Georgia Train. A 33-year-old from Brighton was due to begin her first round of IVF earlier this year but in March her treatment had to be postponed for six months due to coronavirus pandemic, now she lives in Icklesham, near Hastings, also found out she has Diminished Ovarian Reserve (DOR), which means her fertility is compromised and it is important to retrieve some of her eggs while she is still young. Knowing she has this condition, Georgia said it was “devastating” to have to hold off on treatment for six months. She said: “I was just one of many women hearing that news in floods of tears.
Due to pandemic there were no rescheduled dates. Some women were halfway through treatment and they lost embryos. It was devastating for a lot of people.”
Somehow Georgia was managed to begin a round of IVF privately earlier this month but was dealt another blow when she and her partner Kenelm, also 33, were told that the £8,000 treatment had not worked.
Reluctantly Georgia took this matter to social media and appealed for her support and open up about her experience as an IVF patient.
She said: “At first we did what most IVF patients do, which is to hide it from friends and family, but now I’m documenting it on YouTube and Instagram, partly to show how hard it is.
Georgia said “IVF is so un-talked about. So far the response on social media has been amazing and it has even connected me to friends who have gone through the same thing.” She has also launched a crowdfunding campaign which could help her to pay for further rounds of IVF, as she narrowly missed out on funding for treatment through the NHS.

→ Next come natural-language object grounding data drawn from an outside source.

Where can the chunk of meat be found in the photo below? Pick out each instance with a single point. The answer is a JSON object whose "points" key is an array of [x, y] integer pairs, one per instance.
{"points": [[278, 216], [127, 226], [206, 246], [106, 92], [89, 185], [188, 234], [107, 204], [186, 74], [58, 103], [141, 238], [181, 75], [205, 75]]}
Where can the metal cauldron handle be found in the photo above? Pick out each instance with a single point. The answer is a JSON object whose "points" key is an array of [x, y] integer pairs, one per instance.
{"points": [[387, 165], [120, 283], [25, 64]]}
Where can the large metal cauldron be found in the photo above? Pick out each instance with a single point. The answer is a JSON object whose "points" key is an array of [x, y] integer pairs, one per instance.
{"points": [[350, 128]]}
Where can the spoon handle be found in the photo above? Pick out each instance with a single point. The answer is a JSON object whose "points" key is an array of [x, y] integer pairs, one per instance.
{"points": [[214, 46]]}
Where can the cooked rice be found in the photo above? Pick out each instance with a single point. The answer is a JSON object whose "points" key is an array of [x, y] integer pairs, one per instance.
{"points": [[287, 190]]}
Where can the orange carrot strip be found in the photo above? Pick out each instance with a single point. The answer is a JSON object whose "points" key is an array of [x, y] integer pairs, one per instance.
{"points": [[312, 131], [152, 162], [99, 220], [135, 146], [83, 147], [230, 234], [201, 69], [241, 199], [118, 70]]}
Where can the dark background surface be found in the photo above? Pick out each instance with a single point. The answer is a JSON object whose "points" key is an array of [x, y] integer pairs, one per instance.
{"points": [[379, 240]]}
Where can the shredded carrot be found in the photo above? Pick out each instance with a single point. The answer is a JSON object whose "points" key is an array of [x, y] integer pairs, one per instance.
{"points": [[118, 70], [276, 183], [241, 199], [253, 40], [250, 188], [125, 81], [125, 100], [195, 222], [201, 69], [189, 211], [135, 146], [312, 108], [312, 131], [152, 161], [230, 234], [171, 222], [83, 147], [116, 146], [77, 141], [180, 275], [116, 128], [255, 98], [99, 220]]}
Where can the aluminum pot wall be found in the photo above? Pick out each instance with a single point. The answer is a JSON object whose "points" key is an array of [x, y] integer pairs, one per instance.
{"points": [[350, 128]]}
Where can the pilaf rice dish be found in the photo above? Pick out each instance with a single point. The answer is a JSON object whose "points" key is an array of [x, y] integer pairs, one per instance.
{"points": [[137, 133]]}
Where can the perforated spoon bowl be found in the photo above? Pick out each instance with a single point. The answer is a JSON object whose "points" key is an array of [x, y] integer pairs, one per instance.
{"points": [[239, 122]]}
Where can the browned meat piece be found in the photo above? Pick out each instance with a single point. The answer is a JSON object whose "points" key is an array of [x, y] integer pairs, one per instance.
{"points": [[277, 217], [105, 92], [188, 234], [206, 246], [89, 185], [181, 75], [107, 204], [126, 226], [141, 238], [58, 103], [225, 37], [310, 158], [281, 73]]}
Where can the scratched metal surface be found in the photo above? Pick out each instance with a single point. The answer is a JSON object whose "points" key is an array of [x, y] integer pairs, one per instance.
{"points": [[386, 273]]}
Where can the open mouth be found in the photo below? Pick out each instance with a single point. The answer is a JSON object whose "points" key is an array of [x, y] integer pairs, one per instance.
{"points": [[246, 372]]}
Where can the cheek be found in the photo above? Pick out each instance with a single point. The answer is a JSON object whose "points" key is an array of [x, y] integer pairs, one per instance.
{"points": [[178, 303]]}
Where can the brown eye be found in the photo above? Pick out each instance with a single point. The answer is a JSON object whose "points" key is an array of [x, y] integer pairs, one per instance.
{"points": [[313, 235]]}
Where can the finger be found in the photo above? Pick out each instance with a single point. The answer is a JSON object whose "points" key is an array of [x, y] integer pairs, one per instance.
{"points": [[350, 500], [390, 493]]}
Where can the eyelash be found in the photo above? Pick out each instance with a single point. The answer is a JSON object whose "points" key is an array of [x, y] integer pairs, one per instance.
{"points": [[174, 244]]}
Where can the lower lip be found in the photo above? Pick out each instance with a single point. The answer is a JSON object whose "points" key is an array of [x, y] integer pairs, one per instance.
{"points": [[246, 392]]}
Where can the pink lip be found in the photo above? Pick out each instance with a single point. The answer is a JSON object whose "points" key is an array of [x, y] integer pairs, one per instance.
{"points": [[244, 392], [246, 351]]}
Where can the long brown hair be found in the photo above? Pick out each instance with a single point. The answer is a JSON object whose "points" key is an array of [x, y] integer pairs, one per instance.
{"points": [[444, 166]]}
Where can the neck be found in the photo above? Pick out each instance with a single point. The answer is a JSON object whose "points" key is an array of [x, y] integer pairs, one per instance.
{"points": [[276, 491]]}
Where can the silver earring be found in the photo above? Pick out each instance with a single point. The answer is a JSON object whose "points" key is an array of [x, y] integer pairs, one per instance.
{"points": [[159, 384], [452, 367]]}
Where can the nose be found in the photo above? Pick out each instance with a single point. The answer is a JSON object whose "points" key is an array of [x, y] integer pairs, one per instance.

She said: “Her paper and documents were perfect to have treatment funded by the NHS, as they look at things like your weight and general health and I don’t smoke and love to exercise. But unfortunately “The NHS has changed its approach and there was one blood test for a hormone which I scored slightly lower on, which two years ago would not have mattered. “To be told you’re not eligible for any funding at all is heartbreaking. It’s too much for any one couple to pay for themselves.”
Although Georgia has already raised more than £6,000 through her GoFundMe page, she was told earlier this week that for IVF to work she will need at least two or three more rounds of treatment. She said: “You don’t want to appear greedy but the goal posts have changed. We are back in debt again even with everyone’s help,
“It’s so much to ask people during a pandemic and I know this is the reason so many IVF patients won’t have children, because of the cost.”